I run upstairs almost slipping in my heels. I stop and take them off, weaponizing myself against the monster behind these doors. I hear laughter but it's only Anthony's. Immediately I open the door and step in. My eyes snap to the bathtub. I'm ready to attack but he's just watching Carter pretend to swim in the tub. His little eyes are above the water as he kicks messily at the water while his hands support him. I notice his soapy curls and slowly walk toward them.

The man whose biologically my father rests on his knees opposite to Carter, his shirt sleeves are rolled up to his elbow but he's not wearing pants. His black boxers are dripping wet. I feel nauseous. Knowing he was in there with my little brother was repulsive.
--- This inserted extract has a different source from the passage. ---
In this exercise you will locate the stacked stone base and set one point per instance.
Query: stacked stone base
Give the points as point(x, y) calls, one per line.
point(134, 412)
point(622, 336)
"Azalea, how nice of you to drop by-" He doesn't finish because as soon as Carter hears my name he begins screaming happily. The man stands from the white towel beneath him and comes closer . I evade his contact and go to Carter to wash out his hair. The little boy starts mumbling incoherently unaware of the tension in the room and at that point I'm thankful for his innocence. I sweep him into my arms not caring that he's dripping wet and cover him against me with my coat.

I turn and he's right in front of me. Evil obsidian eyes stare into mine. His hands reach forward to touch my cheek and I know better than to flinch. Going to Carter a while ago I took the risk of disrespecting him. He wanted that reaction out of me, he knew I would immediately go to my brother. Carter's small hands wrap around my neck. I'm happy he's safe in my arms. As dangerous as it is I'm willing to do whatever it takes to take him with me. The scars I have haven't given me a reason to stay away. They drive me to keep applying pressure. I don't want to rush because I almost have him red handed.